Recycling stainless steel

Stainless steel is fully recyclable, and recycling saves a large amount of carbon emissions. The European recycling ratio is high for stainless steel, but globally there is still a long way to go.

Recycling of stainless steel

Recycling saves a significant amount of energy compared to mining and producing the raw materials from new.

But in order to recycle efficiently, the stainless steel needs to be of the right quality and in sufficient amounts. If there is not enough scrap of the alloy in question, it is still necessary to mine and add new raw materials to get the right material composition.

Stainless steel corrosion

Stainless steel corrosion

The name says it all: Stainless steel is highly resistant to corrosion. However, stainless steel is far from immune to corrosion – it is not “stainless” in all situations.

But if you choose the right alloy for the intended environment – and take the necessary precautions – stainless steel can last for many years.

Oxide layer

The reason is that stainless steel forms a natural, protective oxide layer. The layer forms relatively quickly and restores itself when damaged, keeping the material safe at all times.

As long as the oxide layer is intact, stainless steel can withstand almost anything (with the right alloy in the right environment).
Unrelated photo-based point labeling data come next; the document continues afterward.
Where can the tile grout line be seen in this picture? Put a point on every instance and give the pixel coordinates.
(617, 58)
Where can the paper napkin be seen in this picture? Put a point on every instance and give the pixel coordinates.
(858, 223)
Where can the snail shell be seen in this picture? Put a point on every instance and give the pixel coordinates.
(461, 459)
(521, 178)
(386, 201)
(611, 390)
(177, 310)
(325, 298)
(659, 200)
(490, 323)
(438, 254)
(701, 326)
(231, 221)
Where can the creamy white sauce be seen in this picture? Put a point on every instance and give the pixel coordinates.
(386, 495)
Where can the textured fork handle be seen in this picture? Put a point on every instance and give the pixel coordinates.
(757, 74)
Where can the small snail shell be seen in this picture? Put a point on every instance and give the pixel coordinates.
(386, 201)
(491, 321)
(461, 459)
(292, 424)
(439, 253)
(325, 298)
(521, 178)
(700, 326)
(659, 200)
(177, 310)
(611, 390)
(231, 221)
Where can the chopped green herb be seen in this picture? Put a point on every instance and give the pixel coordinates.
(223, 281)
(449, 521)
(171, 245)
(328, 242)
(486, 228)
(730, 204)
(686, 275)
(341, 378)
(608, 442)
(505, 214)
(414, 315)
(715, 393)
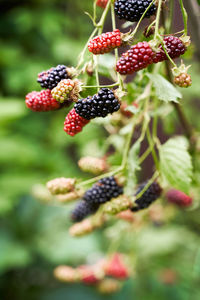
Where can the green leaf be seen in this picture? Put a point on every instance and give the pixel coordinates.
(12, 253)
(133, 109)
(165, 91)
(176, 164)
(11, 109)
(133, 166)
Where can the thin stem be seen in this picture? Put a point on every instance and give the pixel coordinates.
(151, 144)
(145, 154)
(100, 86)
(155, 119)
(138, 24)
(153, 178)
(185, 17)
(116, 50)
(81, 56)
(186, 125)
(165, 50)
(127, 146)
(96, 59)
(158, 18)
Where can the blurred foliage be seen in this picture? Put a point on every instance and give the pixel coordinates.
(36, 35)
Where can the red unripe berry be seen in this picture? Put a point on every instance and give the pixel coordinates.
(74, 123)
(88, 275)
(41, 101)
(116, 267)
(179, 198)
(105, 42)
(135, 59)
(141, 55)
(102, 3)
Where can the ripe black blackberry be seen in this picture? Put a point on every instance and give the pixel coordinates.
(148, 197)
(132, 10)
(99, 105)
(104, 190)
(82, 210)
(50, 78)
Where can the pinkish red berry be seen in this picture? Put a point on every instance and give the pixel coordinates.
(141, 55)
(178, 198)
(74, 123)
(41, 101)
(135, 59)
(87, 274)
(116, 267)
(102, 3)
(105, 42)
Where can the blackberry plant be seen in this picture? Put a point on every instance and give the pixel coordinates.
(129, 109)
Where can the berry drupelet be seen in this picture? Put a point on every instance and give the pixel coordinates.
(183, 80)
(50, 78)
(99, 105)
(135, 59)
(174, 46)
(104, 190)
(74, 123)
(105, 42)
(82, 210)
(41, 101)
(148, 197)
(141, 55)
(132, 10)
(102, 3)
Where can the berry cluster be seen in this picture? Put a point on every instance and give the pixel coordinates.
(82, 210)
(41, 101)
(183, 80)
(113, 266)
(132, 10)
(74, 123)
(105, 42)
(100, 105)
(50, 78)
(178, 198)
(102, 3)
(141, 55)
(104, 190)
(135, 59)
(174, 47)
(66, 89)
(152, 193)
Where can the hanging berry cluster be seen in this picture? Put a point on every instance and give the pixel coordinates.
(130, 107)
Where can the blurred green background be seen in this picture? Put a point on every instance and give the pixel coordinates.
(36, 35)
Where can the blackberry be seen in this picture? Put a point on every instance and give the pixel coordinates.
(99, 105)
(104, 190)
(50, 78)
(82, 210)
(132, 10)
(74, 123)
(148, 197)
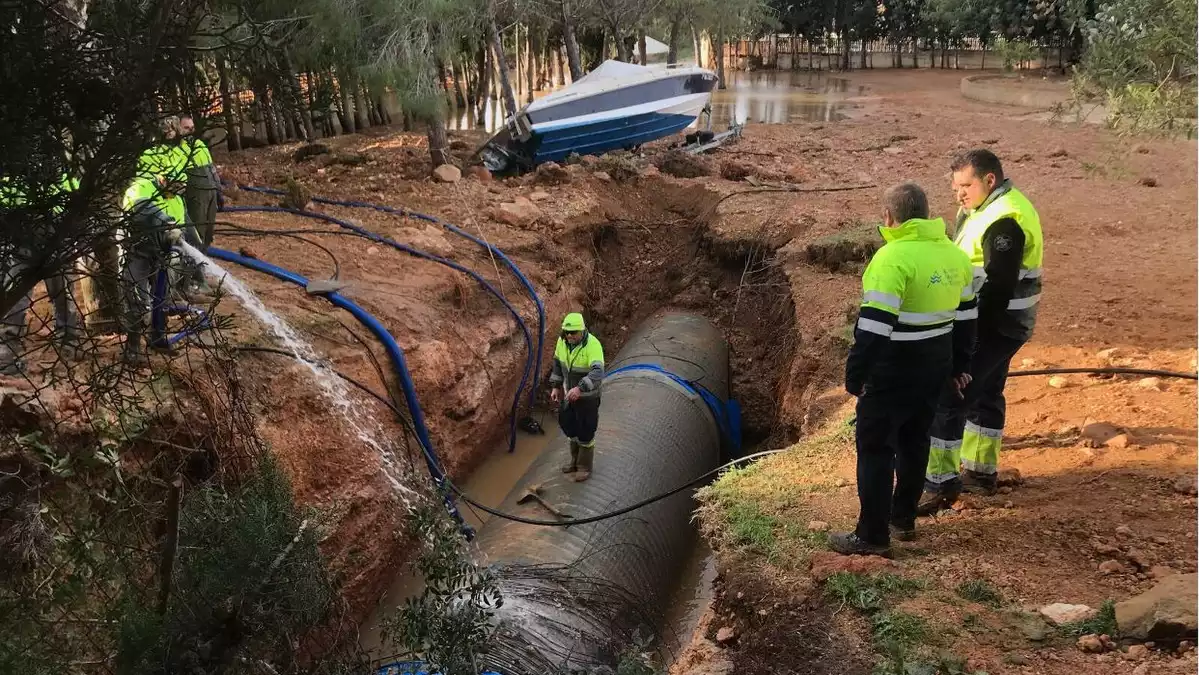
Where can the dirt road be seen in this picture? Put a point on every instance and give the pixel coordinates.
(778, 272)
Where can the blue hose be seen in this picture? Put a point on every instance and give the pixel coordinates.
(417, 253)
(512, 266)
(393, 350)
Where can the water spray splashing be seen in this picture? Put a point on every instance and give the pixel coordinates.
(360, 420)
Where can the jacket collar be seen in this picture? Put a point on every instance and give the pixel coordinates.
(915, 229)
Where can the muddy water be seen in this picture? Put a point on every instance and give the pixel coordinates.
(761, 97)
(488, 484)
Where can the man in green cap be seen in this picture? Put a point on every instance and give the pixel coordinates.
(576, 378)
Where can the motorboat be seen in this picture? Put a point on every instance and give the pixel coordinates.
(618, 106)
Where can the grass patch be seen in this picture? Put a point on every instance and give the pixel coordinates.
(763, 508)
(981, 591)
(1102, 624)
(752, 528)
(867, 592)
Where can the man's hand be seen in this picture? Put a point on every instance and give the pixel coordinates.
(960, 383)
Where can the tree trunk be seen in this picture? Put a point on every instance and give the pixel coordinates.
(530, 66)
(483, 85)
(718, 47)
(233, 125)
(360, 118)
(510, 97)
(457, 73)
(673, 54)
(572, 44)
(347, 112)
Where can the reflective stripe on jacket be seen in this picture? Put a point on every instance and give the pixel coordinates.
(580, 366)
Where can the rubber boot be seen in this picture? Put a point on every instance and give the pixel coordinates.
(586, 456)
(574, 459)
(133, 356)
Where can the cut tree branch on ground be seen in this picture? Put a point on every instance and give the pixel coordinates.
(833, 188)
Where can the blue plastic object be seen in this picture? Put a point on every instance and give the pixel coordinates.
(727, 414)
(393, 351)
(507, 261)
(411, 668)
(451, 264)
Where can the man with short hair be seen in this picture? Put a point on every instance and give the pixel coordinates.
(576, 379)
(1000, 230)
(914, 333)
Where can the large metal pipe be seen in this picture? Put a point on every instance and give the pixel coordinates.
(573, 597)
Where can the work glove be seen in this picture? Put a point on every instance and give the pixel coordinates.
(173, 236)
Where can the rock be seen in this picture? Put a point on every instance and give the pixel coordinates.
(519, 214)
(734, 170)
(1137, 652)
(1185, 484)
(306, 152)
(1060, 613)
(1016, 658)
(1120, 441)
(1008, 477)
(1139, 559)
(1095, 434)
(479, 173)
(447, 173)
(1090, 644)
(1154, 384)
(550, 173)
(826, 564)
(1166, 612)
(1110, 567)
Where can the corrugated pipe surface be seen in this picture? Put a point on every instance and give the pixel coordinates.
(574, 597)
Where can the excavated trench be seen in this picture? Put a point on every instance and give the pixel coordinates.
(642, 270)
(632, 272)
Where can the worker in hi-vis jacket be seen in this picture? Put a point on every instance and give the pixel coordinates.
(576, 379)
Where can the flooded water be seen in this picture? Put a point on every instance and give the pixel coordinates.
(488, 484)
(779, 97)
(760, 97)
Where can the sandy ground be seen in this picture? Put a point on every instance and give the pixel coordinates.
(1120, 272)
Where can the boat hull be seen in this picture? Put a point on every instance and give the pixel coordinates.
(600, 118)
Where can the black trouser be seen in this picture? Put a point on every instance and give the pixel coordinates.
(579, 420)
(969, 429)
(892, 453)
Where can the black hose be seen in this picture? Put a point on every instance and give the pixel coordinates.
(465, 498)
(1106, 372)
(703, 477)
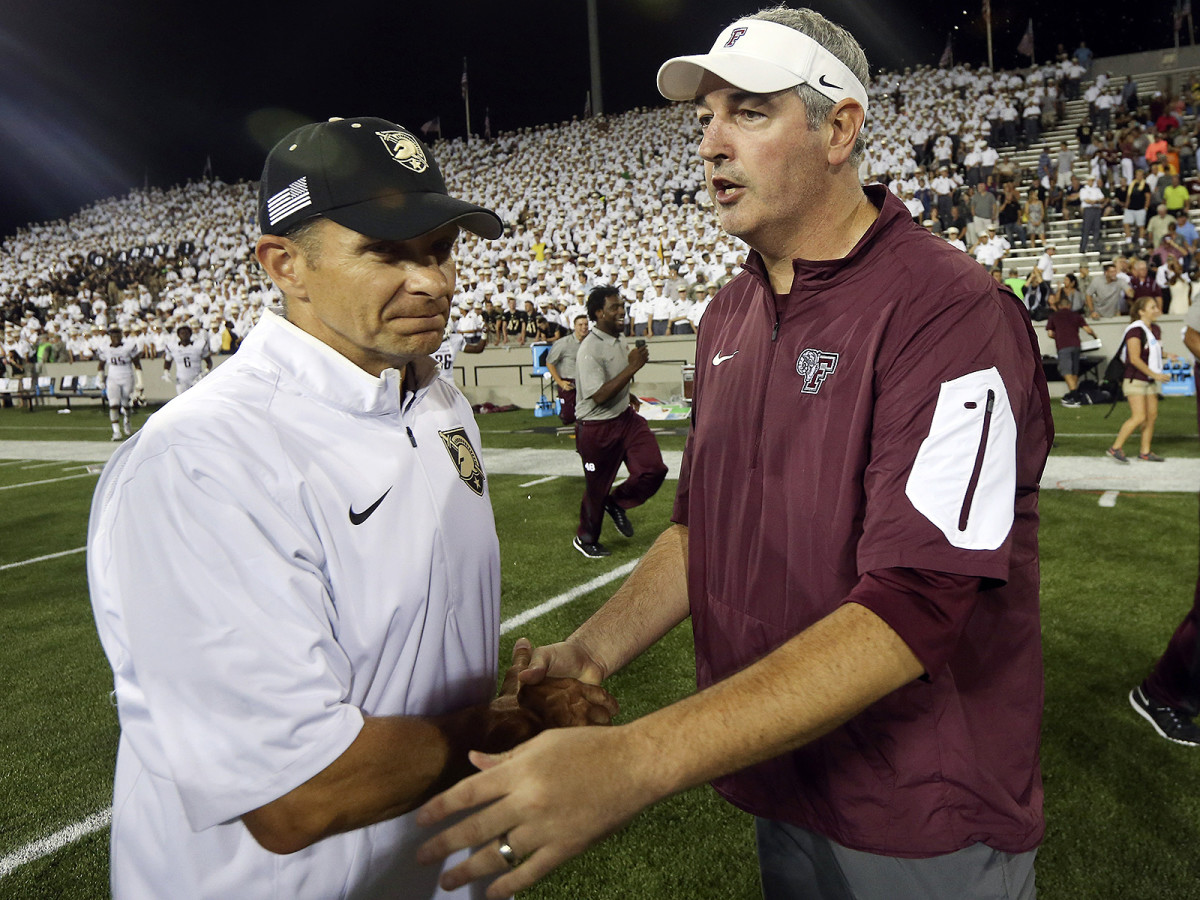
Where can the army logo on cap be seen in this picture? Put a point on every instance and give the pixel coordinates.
(465, 459)
(403, 149)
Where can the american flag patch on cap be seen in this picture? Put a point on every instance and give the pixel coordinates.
(291, 199)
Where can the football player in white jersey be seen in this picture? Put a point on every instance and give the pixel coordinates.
(190, 354)
(121, 366)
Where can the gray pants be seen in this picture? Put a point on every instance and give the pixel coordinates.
(797, 864)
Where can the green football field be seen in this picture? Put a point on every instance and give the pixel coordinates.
(1122, 804)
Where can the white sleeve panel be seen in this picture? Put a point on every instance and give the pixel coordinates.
(964, 479)
(215, 589)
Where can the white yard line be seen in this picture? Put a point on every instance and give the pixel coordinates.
(95, 822)
(57, 841)
(41, 559)
(45, 481)
(540, 481)
(587, 587)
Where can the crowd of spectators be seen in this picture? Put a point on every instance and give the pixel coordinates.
(619, 201)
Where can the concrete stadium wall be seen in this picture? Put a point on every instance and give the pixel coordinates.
(1169, 63)
(498, 375)
(504, 375)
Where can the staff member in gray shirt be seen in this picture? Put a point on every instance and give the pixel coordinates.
(562, 365)
(1107, 293)
(609, 431)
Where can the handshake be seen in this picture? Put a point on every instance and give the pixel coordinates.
(531, 701)
(552, 795)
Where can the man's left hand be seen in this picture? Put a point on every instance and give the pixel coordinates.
(549, 799)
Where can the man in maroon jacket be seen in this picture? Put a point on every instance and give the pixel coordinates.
(855, 535)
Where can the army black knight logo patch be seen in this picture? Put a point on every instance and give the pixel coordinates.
(465, 459)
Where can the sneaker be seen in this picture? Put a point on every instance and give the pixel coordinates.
(1168, 721)
(619, 519)
(592, 551)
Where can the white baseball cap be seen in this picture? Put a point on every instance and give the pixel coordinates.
(763, 57)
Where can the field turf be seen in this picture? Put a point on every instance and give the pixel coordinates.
(1122, 805)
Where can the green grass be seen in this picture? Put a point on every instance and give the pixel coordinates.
(1122, 805)
(1084, 431)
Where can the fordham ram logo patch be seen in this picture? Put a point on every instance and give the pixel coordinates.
(465, 459)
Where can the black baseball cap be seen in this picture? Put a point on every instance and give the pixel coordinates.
(367, 174)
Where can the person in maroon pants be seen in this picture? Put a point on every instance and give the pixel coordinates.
(609, 431)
However, if the oxide layer is damaged and not given a chance to recover, corrosion can accelerate very quickly.

If the oxide layer is damaged, stainless steel can repair the oxide layer under normal conditions.
Image source: Euro Inox - The European Stainless Steel Development Association

Alloying elements and corrosion

Since stainless steel is by definition an alloy, you can adjust the properties of the steel by adjusting the alloying elements. The four most relevant alloying elements in relation to corrosion are chromium, molybdenum, nickel and carbon.

Chromium is the defining alloying element in stainless steel and also what makes the steel itself "stainless". Chromium is the primary ingredient in the oxide layer and essential for the steel’s ability to protect itself.

The chromium content is at least 10.5% (EN 10 020), often much higher.

Stainless Steel Staircase
After years at sea, this bolt has a few spots of corrosion.

Molybdenum is another element added to increase the corrosion resistance, and it is particularly known from the "acid-resistant" grades such as 4404 or 4401.

Chemically, molybdenum is very similar to chromium, but it protects more effectively against corrosion – which is why the alloys have been nicknamed "acid-resistant".

The molybdenum content is typically 0-6%.

Nickel is the most important alloying element in austenitic stainless steel (8-25%), and, generally speaking, it increases corrosion resistance. In martensitic and ferritic alloys, the content is less than 7%.

In stainless steel, carbon is considered a contaminant, which typically comes from recycled iron. We prefer to have as little carbon as possible in stainless steel.

Carbon tends to build up between the metal crystals and cause intergranular corrosion.

Martensitic steel can have a carbon content of up to 1.2%, but otherwise the carbon content of stainless steel is barely noticeable.